Thirty-four patients with relapsing-remitting MS and 17 controls underwent MRI on a 3T scanner including a sequence for DKI with 30 diffusion directions and 3b values for each direction. Mean kurtosis (MK), mean diffusivity and fractional anisotropy (FA) of cortical and subcortical GM were measured using histogram analysis. Spearman rank correlations were used to characterize associations among imaging measures and clinical/neuropsychological scores.
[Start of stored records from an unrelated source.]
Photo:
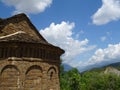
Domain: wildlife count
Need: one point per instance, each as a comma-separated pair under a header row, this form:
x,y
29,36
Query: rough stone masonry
x,y
27,60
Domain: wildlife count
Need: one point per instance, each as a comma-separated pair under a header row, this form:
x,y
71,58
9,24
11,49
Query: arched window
x,y
33,78
10,77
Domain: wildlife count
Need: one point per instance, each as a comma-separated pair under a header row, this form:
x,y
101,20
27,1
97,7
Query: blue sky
x,y
87,30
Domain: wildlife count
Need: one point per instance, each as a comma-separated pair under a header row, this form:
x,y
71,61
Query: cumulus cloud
x,y
101,57
103,38
28,6
109,11
61,35
111,54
In cortical GM, a significant decrease of MK (0.68 vs. 0.73; p < 0.001) and increase of FA (0.16 vs. 0.13; p < 0.001) was found in patients compared to controls. Decreased cortical MK was correlated with poor performance on the Delis-Kaplan Executive Function System test (r = 0.66, p = 0.01).
Mean kurtosis is sensitive to abnormality in GM of MS patients and can provide information that is complementary to that of conventional DTI-derived metrics. The association between MK and cognitive deficits suggests that DKI might serve as a clinically relevant biomarker for cortical injury.
使用扩散峰度成像(DKI)进行的非高斯扩散成像能够评估诸如灰质(GM)等各向同性组织,这是扩散张量成像(DTI)的一个重要局限。
在本研究中,我们描述了复发缓解型多发性硬化(MS)患者灰质的DKI和DTI指标及其与认知缺陷的关联。
34例复发缓解型MS患者和17名对照者在3T扫描仪上接受了MRI检查,包括一个具有30个扩散方向且每个方向有3个b值的DKI序列。使用直方图分析测量皮质和皮质下灰质的平均峰度(MK)、平均扩散率和分数各向异性(FA)。采用Spearman等级相关性分析来描述成像指标与临床/神经心理学评分之间的关联。
与对照组相比,患者皮质灰质中MK显著降低(0.68对0.73;p < 0.001),FA升高(0.16对0.13;p < 0.001)。皮质MK降低与Delis-Kaplan执行功能系统测试表现不佳相关(r = 0.66,p = 0.01)。
平均峰度对MS患者灰质异常敏感,可提供与传统DTI衍生指标互补的信息。MK与认知缺陷之间的关联表明DKI可能作为皮质损伤的临床相关生物标志物。